For those visiting the remote idea of the suggestion to breed out the bad traits in hatchery stock birds while breeding in the good.............. well now thank you all for giving me my first big hard belly laugh of the year. I think you would have a better chance finding a diamond in a goats A33, yeah that hard. As I am sure Walt will help attest to the fact that there are way too many factors involved for even a seasoned professional to try such a folly. But once again thanks for the laugh and BTW ya'll can pinch yourself and wake up from your dream now.
Yeeeep.
Here's teaching photo array, just to help educate. Photo number one is an average, perhaps, slightly below average, hatchery grade RIR. Your chances are pretty good, actually, of getting a few cockerels that look just like this.
You could "work" with this stock until you're 95 years old and quit and you're not likely to succeed in doing a whole lot.
Next, I will show my own cockerel, about the same age as the bird above. He's far, far from SOP, but he would not get DQ'd, and there is a possibility that with a few more years of work, we can save this old line. If we can? Great. It not? I'm done. I don't have decades to give to the project.
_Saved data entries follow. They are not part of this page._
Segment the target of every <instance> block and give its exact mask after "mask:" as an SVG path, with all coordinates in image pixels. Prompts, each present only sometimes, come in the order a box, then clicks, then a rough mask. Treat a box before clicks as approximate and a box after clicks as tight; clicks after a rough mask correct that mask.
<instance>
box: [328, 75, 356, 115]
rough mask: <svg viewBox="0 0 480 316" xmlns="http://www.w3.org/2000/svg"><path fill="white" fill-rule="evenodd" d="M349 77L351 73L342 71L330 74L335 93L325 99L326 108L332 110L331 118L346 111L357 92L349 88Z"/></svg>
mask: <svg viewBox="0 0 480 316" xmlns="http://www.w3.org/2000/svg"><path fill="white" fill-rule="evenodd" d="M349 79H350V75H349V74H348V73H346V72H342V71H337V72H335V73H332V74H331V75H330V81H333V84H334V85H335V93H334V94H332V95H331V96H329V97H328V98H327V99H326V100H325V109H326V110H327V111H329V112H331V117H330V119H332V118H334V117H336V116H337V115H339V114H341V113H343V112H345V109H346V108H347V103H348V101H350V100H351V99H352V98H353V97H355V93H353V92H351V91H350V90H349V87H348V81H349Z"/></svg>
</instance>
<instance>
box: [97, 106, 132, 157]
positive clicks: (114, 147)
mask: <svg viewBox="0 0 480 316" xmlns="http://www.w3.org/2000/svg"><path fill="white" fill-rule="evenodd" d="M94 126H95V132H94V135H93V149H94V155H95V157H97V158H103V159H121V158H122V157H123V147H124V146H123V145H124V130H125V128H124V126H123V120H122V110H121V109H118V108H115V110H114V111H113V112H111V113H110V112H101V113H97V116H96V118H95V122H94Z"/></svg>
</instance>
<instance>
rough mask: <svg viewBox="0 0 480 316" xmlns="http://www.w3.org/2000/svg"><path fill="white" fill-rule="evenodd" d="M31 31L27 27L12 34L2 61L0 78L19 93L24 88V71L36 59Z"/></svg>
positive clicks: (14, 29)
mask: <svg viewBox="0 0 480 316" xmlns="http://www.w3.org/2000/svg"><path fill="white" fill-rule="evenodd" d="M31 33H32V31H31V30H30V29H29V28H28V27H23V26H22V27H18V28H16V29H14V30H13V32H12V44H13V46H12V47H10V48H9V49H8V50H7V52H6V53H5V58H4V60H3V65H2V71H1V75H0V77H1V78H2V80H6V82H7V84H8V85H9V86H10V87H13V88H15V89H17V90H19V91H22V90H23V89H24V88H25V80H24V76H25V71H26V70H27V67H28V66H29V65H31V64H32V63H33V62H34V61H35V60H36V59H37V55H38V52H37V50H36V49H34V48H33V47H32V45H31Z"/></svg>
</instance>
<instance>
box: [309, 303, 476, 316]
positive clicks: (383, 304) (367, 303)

Finally, here's bird that only requires a faithful keeper. He's got it all working, shakin' and bakin'. I may just go ahead and get some eggs from the owner of this cockerel, because I don't have absolute confidence I can improve my own line. I want to get a start on a "no-miss" RIR line. Hope that makes sense, given my age.
Hopefully, these side by side kind of photos help people better understand what we're talking about. Blessings.
Wow that last rooster is a looker! is the hen to his left one of your hens or your friend's ? She has a nice full body type...I like her look.